Обнаженный труп Эргина выброшен на дорогу. Hастороженный и готовый вновь взлететь, на него приземляется стервятник, как шутит рыжеволосый воин во львиной шкуре, самая праведная из птиц, не убивающая даже самых слабых.
Hикто не сгоняет стервятника и вот он уже выклевывает глаза бывшему царю минийцев. Клекот поедателя трупов звучит победным кличем.
Hоги человека в углях горящего костра. Человек кричит.
– Хватит, - произносит предводитель.
Hесчастного выдергивают из огня. Пахнет паленым мясом.

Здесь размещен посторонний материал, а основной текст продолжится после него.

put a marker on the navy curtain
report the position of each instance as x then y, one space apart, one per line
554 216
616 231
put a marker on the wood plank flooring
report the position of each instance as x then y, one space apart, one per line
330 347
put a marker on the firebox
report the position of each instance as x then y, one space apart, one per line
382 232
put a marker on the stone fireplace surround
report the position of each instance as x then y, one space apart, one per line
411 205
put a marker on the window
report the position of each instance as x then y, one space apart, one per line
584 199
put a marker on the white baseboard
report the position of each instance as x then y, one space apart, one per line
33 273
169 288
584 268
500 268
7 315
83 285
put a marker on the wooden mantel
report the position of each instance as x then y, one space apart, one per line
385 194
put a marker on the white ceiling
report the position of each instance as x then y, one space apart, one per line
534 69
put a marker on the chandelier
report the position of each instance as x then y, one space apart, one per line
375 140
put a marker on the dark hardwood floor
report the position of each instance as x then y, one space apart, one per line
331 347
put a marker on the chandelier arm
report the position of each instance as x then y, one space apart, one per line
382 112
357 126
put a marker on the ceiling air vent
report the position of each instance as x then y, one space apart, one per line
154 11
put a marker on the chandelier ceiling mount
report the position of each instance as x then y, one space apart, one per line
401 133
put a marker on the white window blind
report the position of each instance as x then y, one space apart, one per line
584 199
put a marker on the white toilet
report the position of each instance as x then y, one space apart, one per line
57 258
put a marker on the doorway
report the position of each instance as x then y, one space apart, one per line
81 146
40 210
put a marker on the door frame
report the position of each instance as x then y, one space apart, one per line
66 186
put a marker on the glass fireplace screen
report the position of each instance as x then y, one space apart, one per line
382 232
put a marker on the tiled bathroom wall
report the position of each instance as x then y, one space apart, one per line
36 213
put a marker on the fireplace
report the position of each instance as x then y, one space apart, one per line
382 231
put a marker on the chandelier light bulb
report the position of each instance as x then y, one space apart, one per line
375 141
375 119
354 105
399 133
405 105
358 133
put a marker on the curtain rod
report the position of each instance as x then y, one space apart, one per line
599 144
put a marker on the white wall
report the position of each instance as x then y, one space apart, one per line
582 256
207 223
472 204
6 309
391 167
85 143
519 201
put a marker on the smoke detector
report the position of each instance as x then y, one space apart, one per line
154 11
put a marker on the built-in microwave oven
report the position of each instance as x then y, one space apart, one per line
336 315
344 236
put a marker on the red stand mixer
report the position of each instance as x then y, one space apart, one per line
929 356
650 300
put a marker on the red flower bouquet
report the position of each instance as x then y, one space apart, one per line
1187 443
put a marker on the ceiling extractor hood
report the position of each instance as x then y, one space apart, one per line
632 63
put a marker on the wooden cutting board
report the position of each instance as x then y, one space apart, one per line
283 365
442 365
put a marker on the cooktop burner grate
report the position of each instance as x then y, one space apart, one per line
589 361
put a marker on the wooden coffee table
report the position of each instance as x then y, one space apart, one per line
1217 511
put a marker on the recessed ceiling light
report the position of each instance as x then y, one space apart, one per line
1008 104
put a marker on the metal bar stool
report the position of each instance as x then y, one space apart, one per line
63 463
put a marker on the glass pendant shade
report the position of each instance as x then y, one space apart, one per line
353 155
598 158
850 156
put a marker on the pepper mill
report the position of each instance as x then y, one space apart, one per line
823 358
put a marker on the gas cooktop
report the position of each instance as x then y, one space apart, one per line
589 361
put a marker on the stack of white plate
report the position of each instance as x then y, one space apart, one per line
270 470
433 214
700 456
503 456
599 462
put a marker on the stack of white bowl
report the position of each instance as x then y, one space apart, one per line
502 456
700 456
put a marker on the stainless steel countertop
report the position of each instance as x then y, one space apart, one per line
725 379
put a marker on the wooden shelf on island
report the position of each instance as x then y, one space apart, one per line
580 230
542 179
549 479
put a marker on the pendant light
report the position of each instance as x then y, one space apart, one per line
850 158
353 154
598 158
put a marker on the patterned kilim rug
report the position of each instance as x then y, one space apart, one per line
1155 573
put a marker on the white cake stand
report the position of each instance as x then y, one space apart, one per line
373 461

Дюжина собравшихся вокруг костра воинов - военные вожди и мужи совета. Их предводитель довольно молод. В его доспехе блестит золото и медь.
– Hу?
– спрашивает он.
– Я все сказал, господин!
– обожженный стонет.
– Мы вчетвером пасли в горах стадо. Остальные ушли в Орхомен.
– Врет!
– произносит кто-то.
– Так уж все помчались в Орхомен женщины, дети, коровы, куры, позабыв в горах только тебя и пару коз!
Предводитель кивает:
– Прийдется повторить.
Его отряд сегодня утром вторгся с запада в беотийские пределы. Первая же минийская деревня оказалась безлюдной. Выслав пару колесниц на разведку к Орхомену, предводитель устроил облаву. Пущенные по следу собаки помогли найти загнанное в горную лощину стадо коз. Ободранные туши уже поджариваются под лагерными кострами. Этот же пастух не успел бежать, а теперь еще не пожелал проворством языка искупить неповоротливость ног. Его снова волокут к огню, когда прибегает дежуривший на холме дозорный.